Here’s proof that an all-stock portfolio doesn’t really pay off

  • by Mark Hulbert
  •  Oct. 21, 2016

    CHAPEL HILL, N.C. — You might want to reduce your equity exposure now.

    It’s not because a bear market is around the corner. No, it’s because an all-equity portfolio barely produces better returns than a mix of stocks and bonds. So why incur additional risk if you don’t have to?

    Consider the performance of a 60/40 stock/bond portfolio over the past 90 years, assuming the bond portion is invested in intermediate-term U.S. Treasuries and is rebalanced annually. Since 1926, according to data from Ibbotson (a division of Morningstar), such a portfolio would have produced an 8.6% annualized return. That’s just 1.4 percentage points lower than the 10% annualized return of an all-stock portfolio.

    There was an even smaller difference over the past 20 years: The all-equity portfolio beat the 60/40 portfolio by only 0.7 percentage point.

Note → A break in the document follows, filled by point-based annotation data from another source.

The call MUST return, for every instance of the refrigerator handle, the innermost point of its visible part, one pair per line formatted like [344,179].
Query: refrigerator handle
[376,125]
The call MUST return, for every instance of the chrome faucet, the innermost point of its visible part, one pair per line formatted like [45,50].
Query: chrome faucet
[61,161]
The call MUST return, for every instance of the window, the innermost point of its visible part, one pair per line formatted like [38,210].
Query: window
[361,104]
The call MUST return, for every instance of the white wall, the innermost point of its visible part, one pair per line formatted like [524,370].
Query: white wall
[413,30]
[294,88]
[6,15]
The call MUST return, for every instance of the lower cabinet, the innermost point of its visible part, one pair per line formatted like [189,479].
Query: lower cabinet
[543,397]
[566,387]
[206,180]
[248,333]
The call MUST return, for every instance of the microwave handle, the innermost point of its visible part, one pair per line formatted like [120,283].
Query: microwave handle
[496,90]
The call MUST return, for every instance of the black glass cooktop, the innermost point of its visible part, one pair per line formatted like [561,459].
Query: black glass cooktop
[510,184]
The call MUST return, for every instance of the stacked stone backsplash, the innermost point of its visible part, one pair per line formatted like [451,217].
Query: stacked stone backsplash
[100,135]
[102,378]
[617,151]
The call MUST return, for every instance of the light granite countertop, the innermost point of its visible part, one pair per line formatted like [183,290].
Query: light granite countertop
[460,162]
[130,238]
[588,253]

    The question that this 60/40 portfolio’s return poses for us: Is 0.7 to 1.4 percentage points a year a big enough margin to compensate you for taking on nearly twice as much risk in an all-stock portfolio?

    As you ponder that question, consider that it’s the rare investor who actually is able to stick with an all-stock portfolio during a bear market. The far more typical pattern is for equity investors to throw in the towel as losses mount.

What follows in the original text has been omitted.